POV alum Jessica Yu’s (In the Realms of the Unreal, 2005) Protagonist is an ambitious, conceptual look at four unrelated men and the moments of revelation and transformation in their lives. Yu was originally commissioned to make a film about Greek playwright Euripides, and she turned that project into Protagonist, in which interviews with her four subjects are intercut with puppets performing Euripidean drama. Salon.com’s critic calls it “…a highly original and at times thrilling use of the documentary medium, and one of the most revealing films about the troubled nature of contemporary manhood I’ve ever seen,” and many other reviewers praised the film for its experimental, but still accessible approach. Some critics, however, found the film “hermetic” and the New York Post says that “[n]one of the talking heads is as interesting as Yu thinks they are.”

ON DVD
At long last, documentary filmmaker Frederick Wiseman has released some of his masterpieces on DVD for the home market! For some documentary fans, this is like being a kid at a newly opened candy store. For decades, you could only see Wiseman’s films at universities, a few libraries and on scratched up VHS tapes passed between friends and aficionados. Now, you can purchase DVDs including Titicut Follies (1967), High School (1968, POV 2001), Domestic Violence (2001) and more straight from Wiseman’s website, zipporah.com.

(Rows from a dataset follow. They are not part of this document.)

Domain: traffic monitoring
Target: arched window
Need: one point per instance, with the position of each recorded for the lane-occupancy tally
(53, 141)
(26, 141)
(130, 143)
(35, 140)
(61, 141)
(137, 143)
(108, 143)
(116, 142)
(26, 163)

At the moment, the films are still not available on Netflix, but the website encourages you to tell Netflix to add it to their collection, and so do I. Wiseman is one of America’s greatest filmmakers, but his films have been too rarely seen due to their lack of home video and DVD distribution. Now is your chance to finally watch those films, and get startling, vérité glimpses of the many American institutions that Wiseman has chosen to film.

More on Frederick Wiseman:
Reason Magazine, “Let the Viewer Decide”: Documentarian Frederick Wiseman on free speech, complexity, and the trouble with Michael Moore.

Salon.com, Frederick Wiseman: The grandfather of cinema verite talks about domestic violence, “Domestic Violence” and the reality behind reality films.

GeraldPeary.com, Frederick Wiseman: Wiseman on his Public Housing.

Wikipedia, Frederick Wiseman: An overview of Wiseman’s philosophy, his process and his style.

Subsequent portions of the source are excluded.